Embracing Providential Mystery
So why did God allow you to get that job offer, then? Why did God allow those cancer cells to form? Why does God take some suddenly to glory while others linger on?
My hope in this post is to convince you that you can’t answer the Why with the What. If you want to know Why, you need to hear from a Who. Not the Dr. Seuss kind, but the sovereignly, graciously, gloriously reigning kind. God does not explain his reasons for doing what he does in Providence but in Scripture. And where Scripture doesn’t tell us why, then God has not told us why.
Oh, brothers and sisters, there is a world of comfort waiting for us if we would embrace the mysteriousness of Providence! There are things that have been given to us to know and there are things that haven’t. It would be a profound mistake, then, to pretend that we can peer through the curtain of Providence when God has closed the curtain. He doesn’t want us to struggle through a fog of pseudo-spiritual event divination; He wants us to know and obey what he has said, and to embrace not knowing what he has not said.

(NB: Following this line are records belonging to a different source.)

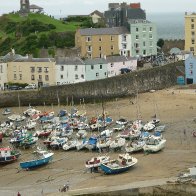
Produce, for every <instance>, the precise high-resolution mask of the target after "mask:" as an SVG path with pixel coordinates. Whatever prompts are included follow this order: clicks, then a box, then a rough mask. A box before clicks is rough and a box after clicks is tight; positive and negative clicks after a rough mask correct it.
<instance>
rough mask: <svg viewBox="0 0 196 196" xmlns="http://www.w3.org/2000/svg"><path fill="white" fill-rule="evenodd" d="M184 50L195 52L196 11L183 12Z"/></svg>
mask: <svg viewBox="0 0 196 196" xmlns="http://www.w3.org/2000/svg"><path fill="white" fill-rule="evenodd" d="M185 51H190V52H192V53H193V54H194V53H195V52H196V13H192V14H187V13H186V14H185Z"/></svg>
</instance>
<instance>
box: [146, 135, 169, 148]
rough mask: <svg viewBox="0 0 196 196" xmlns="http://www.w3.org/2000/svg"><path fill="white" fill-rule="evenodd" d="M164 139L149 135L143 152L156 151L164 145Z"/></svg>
mask: <svg viewBox="0 0 196 196" xmlns="http://www.w3.org/2000/svg"><path fill="white" fill-rule="evenodd" d="M165 143H166V139H162V138H159V137H156V136H153V135H152V136H150V137H149V138H148V139H147V140H146V144H145V145H144V146H143V149H144V152H158V151H160V150H162V149H163V148H164V147H165Z"/></svg>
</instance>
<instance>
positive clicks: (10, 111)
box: [2, 108, 11, 115]
mask: <svg viewBox="0 0 196 196" xmlns="http://www.w3.org/2000/svg"><path fill="white" fill-rule="evenodd" d="M2 114H3V115H9V114H11V110H10V109H9V108H5V109H4V111H3V112H2Z"/></svg>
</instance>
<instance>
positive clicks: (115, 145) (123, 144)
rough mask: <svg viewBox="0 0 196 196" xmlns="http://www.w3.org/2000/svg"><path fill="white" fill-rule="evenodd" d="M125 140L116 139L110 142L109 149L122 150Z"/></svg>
mask: <svg viewBox="0 0 196 196" xmlns="http://www.w3.org/2000/svg"><path fill="white" fill-rule="evenodd" d="M125 142H126V140H125V138H117V139H115V140H114V141H112V142H111V143H110V146H109V147H110V149H114V150H115V149H118V148H122V147H123V146H124V145H125Z"/></svg>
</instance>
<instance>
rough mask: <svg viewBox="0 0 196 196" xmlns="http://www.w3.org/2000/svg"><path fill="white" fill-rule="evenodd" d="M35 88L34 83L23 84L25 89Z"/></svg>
mask: <svg viewBox="0 0 196 196" xmlns="http://www.w3.org/2000/svg"><path fill="white" fill-rule="evenodd" d="M36 88H37V86H36V84H29V85H27V86H25V89H36Z"/></svg>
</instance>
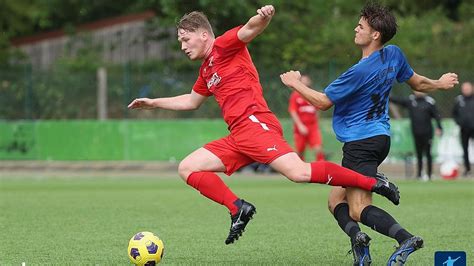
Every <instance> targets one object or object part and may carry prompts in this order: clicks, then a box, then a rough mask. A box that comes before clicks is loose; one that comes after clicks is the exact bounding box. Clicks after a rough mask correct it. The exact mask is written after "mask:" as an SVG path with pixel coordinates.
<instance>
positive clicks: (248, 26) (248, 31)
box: [237, 5, 275, 43]
mask: <svg viewBox="0 0 474 266" xmlns="http://www.w3.org/2000/svg"><path fill="white" fill-rule="evenodd" d="M273 15H275V8H274V7H273V6H272V5H266V6H262V7H261V8H259V9H257V15H255V16H253V17H251V18H250V19H249V21H248V22H247V23H246V24H245V25H244V26H243V27H242V28H240V30H239V31H238V32H237V37H238V38H239V40H241V41H243V42H246V43H248V42H250V41H252V40H253V39H254V38H255V37H257V36H258V35H259V34H260V33H262V31H263V30H265V28H266V27H267V26H268V24H269V23H270V20H272V17H273Z"/></svg>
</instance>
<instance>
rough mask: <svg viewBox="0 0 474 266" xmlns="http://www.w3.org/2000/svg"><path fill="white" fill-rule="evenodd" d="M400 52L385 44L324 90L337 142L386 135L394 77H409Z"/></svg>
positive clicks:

Here’s how Moses put it in Deuteronomy 29:29, a verse we would do well to apply,
“The secret things belong to the Lord our God, but the things that are revealed belong to us and to our children forever, that we may do all the words of this law.”
The Bible distinguishes between God’s secret will (that which happens under God’s sovereign control) and God’s revealed will (that which God delights in and commands). There’s a reason that Moses calls God’s secret will “secret.” The reason is: it’s a secret! God knows it, but we don’t. You’re not supposed to be able to somehow Sherlock Holmes the disparate details of your life to discover the hidden meaning behind it all. If God hasn’t told you in his Word, then you’re not supposed to know, and if we’re being brutally honest, you won’t know.
Several voices from the past and present have said as much. In his remarkable book The Mystery of Providence, John Flavel wrote, “The providence of God is like Hebrew words – it can only be read backwards.” Commenting on this quote in his own book In Christ Alone, Sinclair Ferguson writes, “We can no more read in detail God’s secret purposes for our individual lives than we can see footsteps in water or understand Hebrew if we try to read it from left to right. To imagine we can is to suffer from a form of spiritual dyslexia.” Matthew Henry said, “The sentences in the book of Providence are sometimes long, and you must read a great way before you can apprehend the sense of them.” The periods of our Providential sentences are often written in heaven, and we won’t understand until we read them there.
So, in many ways, Providence is a closed book, but your Bible shouldn’t be. Don’t look to your circumstances for the answers to life’s greatest questions – it’s a fool’s errand. Seek to trust your heavenly Father and obey his written Word. God isn’t talking in the traffic lights, as much as we might wish to hear him there. But he has spoken, clearly and powerfully, to you and to me in the Bible. So, rather than reading Providence like Scripture, embrace the mystery of Providence according to Scripture. Or, as Townend and the Getty’s said it,
Each strand of sorrow has a place
Within this tapestry of grace;
So through the trials I choose to say:
“Your perfect will in your perfect way.”